Question 18. Two towers on top of two hills are $40 \mathrm{~km}$ apart. The line joining them passes $50 \mathrm{~m}$ above a hill halfway between the towers. What is the longest wavelength of radio waves, which can be sent between the towers without appreciable diffraction effects?

Solution. Distance between the towers, $\mathrm{d}=40 \mathrm{~km}$

Height of the line pining the hills, $\mathrm{d}=50 \mathrm{~m}$.

Thus, the radial spread of the radio waves should not exceed $50 \mathrm{~km}$. Since the hill Is located halfway between the towers, Fresnel’s distance can be obtained as:

$\mathrm{Z}_{\mathrm{p}}=20 \mathrm{~km}=2 \times 10^{4} \mathrm{~m}$

Aperture can be taken as:

$\mathrm{a}=\mathrm{d}=50 \mathrm{~m}$

Fresnel’s distance is given by the relation,

$\therefore \mathrm{Z}_{\mathrm{p}}=\frac{\mathrm{a}^{2}}{\lambda}$

Where,

$\lambda=$ Wavelength of radio waves

$\therefore \lambda=\frac{\mathrm{a}^{2}}{\mathrm{Z}_{\mathrm{p}}}$

$=\frac{(50)^{2}}{2 \times 10^{4}}=1250 \times 10^{-4}$

$=0.1250 \mathrm{~m}=12.5 \mathrm{~cm}$

Therefore, the wavelength of the radio waves is $12.5 \mathrm{~cm}$

Question 19. A parallel beam of light of wavelength $500 \mathrm{~nm}$ falls on a narrow slit and the resulting diffraction pattern is observed on a screen $1 \mathrm{~m}$ away. It is observed that the first minimum is at a distance of $2.5 \mathrm{~mm}$ from the centre of the screen. Find the width of the slit.

Soluition. Wavelength of light beam, $\lambda=500 \mathrm{~nm}=500 \times 10^{-9} \mathrm{~m}$

Distance of the screen from the slit, $\mathrm{D}=1 \mathrm{~m}$

For first minima, $\mathrm{n}=1$

Distance of the first minimum from the centre of the screen can be denoted as:

$x=2.5 \mathrm{~nm}=2.5 \times 10^{-3} \mathrm{~m}$

It is related to the order of minima as:

$n \lambda=x \frac{d}{D}$

$\mathrm{d}=\frac{\mathrm{n} \lambda \mathrm{D}}{x}$

$=\frac{1 \times 500 \times 10^{-9} \times 1}{2.5 \times 10^{-3}}=2 \times 10^{-4} \mathrm{~m}=0.2 \mathrm{~mm}$

Therefore, the width of the slits is $0.2 \mathrm{~mm}$.
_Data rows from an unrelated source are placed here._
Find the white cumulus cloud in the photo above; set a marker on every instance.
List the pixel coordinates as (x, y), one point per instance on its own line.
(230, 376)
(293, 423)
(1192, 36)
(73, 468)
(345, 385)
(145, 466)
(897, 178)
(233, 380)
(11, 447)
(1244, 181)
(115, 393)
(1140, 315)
Question 20. Answer the following questions:

(a) When a low flying aircraft passes overhead, we sometimes notice a slight shaking of the picture on our TV screen. Suggest a possible explanation.

(b) As you have learnt in the text, the principle of linear superposition of wave displacement is basic to understanding intensity distributions in diffraction and interference patterns. What is the justification of this principle?

Solution: (a) Weak radar signals sent by a low flying aircraft can Interfere with the TV signals received by the antenna. As a result, the TV signals may get distorted. Hence, when a low flying aircraft passes overhead, we sometimes notice a slight shaking of the picture on our TV screen.

(b) The principle of linear superposition of wave displacement is essential to our understanding of intensity distributions and interference patterns. This is because superposition follows from the linear character of a differential equation that governs wave motion. If $y_{1}$ and $y_{2}$ are the solutions of the second order wave equation, then an linear combination of $y_{1}$ and $y_{2}$ will also be the solution of the wave equation.

Question 21. In deriving the single slit diffraction pattern, it was stated that the intensity is zero at angles of $n \frac{\lambda}{a}$. Justify this by suitably dividing the slit to bring out the cancellation.

Solution: Consider that a single slit of width $\mathrm{d}$ is divided into $\mathrm{n}$ smaller slits.

$\therefore$ Width of each slit, $d^{\prime}=\frac{d}{n}$

Angle of diffraction is giving by the relation,

$\theta=\frac{\frac{d}{d} \lambda}{d}=\frac{\lambda}{d}$

Each of this infinitesimally small slit sends zero intensity in direction $\theta$. Hence, the combination of these slits will give zero intensity.